Shielding Taliban? Pak refuses to move troops from Indian border: TOI

After a beguiling interval when Pakistan seemed prepared to see its internal challenges as more serious than those on its eastern border, Islamabad has flatly refused to move troops from the Indian front.

Last Updated: Jul 24, 2009, 09:56 AM IST

New Delhi: After a beguiling interval when Pakistan seemed prepared to see its internal challenges as more serious than those on its eastern border, Islamabad has flatly refused to move troops from the Indian front in what looks like a bid to protect the Taliban from a US surge in Afghanistan.
In briefings to prominent US media, Pakistan officials have suggested that the American military surge in Afghanistan — post the review ordered by Barack Obama after he took office — would result in a sharp spillover in Balochistan where an insurgency is already raging.

Containing increased levels of insurgency in Balochistan would require moving troops from the Indian border which was not possible. Invoking its traditional view that India constitutes the bigger threat, Pakistan`s arguments seem aimed at curtailing US action in Afghanistan, something that will give the Taliban a respite. Pakistan has not been able to shake off the impression that it sees Taliban as "allies" in the long run and its latest moves seem to strengthen this view.

The Pakistani spin on the ongoing US operations in Afghanistan reflects a deeply held conviction that the mountainous country must remain under the control of proxies that Islamabad can trust in order to deliver "strategic depth" against India. Pakistan`s military complex also seems to feel that Taliban will ultimately prevail — helped by the refuge and sustenance the jihadis receive in Waziristan and the North-West Frontier Province.

A Pakistani official said, "A Taliban spillover would require Pakistan to put more troops there, troops the country does not have now. Diverting troops from the border with India is out of the question." The significant turnaround comes just weeks after Pakistan army chief Ashfaq Kayani echoed President Asif Ali Zardari in saying that the external threat was less dangerous than the internal one.

Pakistani officials, briefing US journalists, were quoted as saying that negotiating with the Taliban was a better idea for Islamabad than fighting them. The remarks show that no matter how much US tries to portray that the Pakistan army has made a strategic shift on the Taliban, this is not really the case. Even in the case of Swat, held up as Pakistan`s sincere bid to counter jihadis, the Taliban vacated territory and its leaders are still active.

Given the latest Pakistani shift, US demands that India "reciprocate" and be more understanding of Pakistan`s battle with jihadis loses much of its credibility. Secretary of state Hillary Clinton might have said Pakistan was showing "real intent" but sceptics have repeatedly pointed to the need for more verifiable actions from the country.

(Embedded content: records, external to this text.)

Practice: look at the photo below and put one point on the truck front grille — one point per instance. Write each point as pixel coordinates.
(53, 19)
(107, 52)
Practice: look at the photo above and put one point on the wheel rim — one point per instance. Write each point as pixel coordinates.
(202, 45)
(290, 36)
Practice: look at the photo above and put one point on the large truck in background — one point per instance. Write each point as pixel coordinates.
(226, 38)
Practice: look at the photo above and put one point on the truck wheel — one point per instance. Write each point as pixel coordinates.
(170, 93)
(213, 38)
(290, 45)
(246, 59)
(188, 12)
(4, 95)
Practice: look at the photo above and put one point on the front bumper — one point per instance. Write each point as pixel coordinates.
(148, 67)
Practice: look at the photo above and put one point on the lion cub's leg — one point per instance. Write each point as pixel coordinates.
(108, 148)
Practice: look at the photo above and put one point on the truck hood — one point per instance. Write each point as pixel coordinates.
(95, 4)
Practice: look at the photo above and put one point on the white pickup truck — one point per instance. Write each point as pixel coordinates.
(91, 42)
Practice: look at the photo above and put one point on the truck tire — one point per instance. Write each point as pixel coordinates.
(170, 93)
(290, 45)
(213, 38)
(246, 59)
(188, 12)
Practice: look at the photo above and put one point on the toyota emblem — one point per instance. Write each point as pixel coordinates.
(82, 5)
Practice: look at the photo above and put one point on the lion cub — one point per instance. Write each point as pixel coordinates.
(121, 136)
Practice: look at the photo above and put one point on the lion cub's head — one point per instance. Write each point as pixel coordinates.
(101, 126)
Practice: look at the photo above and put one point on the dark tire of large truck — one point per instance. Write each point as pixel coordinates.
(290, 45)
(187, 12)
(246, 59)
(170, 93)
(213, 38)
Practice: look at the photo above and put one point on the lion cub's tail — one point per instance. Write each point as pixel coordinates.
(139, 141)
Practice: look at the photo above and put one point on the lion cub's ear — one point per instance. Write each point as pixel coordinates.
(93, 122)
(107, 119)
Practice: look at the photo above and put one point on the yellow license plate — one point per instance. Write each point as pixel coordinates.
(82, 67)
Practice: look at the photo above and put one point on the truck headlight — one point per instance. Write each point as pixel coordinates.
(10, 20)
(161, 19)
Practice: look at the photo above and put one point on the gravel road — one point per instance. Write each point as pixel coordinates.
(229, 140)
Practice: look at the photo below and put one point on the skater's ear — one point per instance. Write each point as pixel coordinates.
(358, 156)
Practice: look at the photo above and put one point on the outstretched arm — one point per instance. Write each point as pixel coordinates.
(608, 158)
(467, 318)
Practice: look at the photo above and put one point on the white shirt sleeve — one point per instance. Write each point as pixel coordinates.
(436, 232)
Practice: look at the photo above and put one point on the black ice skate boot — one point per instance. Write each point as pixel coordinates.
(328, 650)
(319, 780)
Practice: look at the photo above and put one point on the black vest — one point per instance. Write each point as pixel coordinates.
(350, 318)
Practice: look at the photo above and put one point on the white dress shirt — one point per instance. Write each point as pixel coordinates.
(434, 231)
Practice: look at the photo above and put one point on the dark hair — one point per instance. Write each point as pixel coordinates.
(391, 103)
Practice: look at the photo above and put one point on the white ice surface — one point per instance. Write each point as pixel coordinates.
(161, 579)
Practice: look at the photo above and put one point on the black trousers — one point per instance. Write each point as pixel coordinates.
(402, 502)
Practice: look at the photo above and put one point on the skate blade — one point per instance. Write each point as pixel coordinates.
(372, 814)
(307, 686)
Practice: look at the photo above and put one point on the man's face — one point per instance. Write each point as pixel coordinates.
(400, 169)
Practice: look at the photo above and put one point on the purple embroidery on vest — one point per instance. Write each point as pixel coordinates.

Earlier this month, Kayani told an officers` commissioning parade of Pakistan Navy in Karachi that the country faced both "external and internal" threats. "While the external threat to Pakistan continues to exist, it is the internal threat that merits immediate attention," said Kayani, according to a military statement. It was terrorism, he said, that "posed a threat to our national security and stability".

The turnaround comes as US and NATO troops embark on an intense battle with the Taliban in southern Afghanistan. The Pakistan army is spread across the Swat valley, and is preparing to go into Waziristan. The Swat operations, contrary to public reports, have not gone as well as it should have, because it failed to net the leaders of the Pakistani Taliban.

The newfound desire to negotiate with the Taliban also coincides with the fact that the army now has to get into Baitullah Mehsud territory in south Waziristan. Mehsud is maintaining radio silence, so there is little possibility of the Pakistan army getting him. But given his strike rate, there is every chance of Mehsud wreaking havoc on the security forces.

The US expects Pakistan to follow a hammer-and-anvil strategy in the area and pick off any fleeing Taliban leaders. But the latest Pakistan remarks show the hesitation of the army to go so far against their creation.

Last month, Zardari was quoted as saying in Brussels, "I do not consider India a military threat; the question is that India has the capability. Capability is what matters. With regard to intention, I think we both have our good intentions. India is a reality, Pakistan is a reality, but Taliban is a threat, an international threat... to our way of life. And at the moment, I`m focused on the Taliban. It`s something that has been going on for a long time and of course went unchecked under the dictatorial rule of the last president."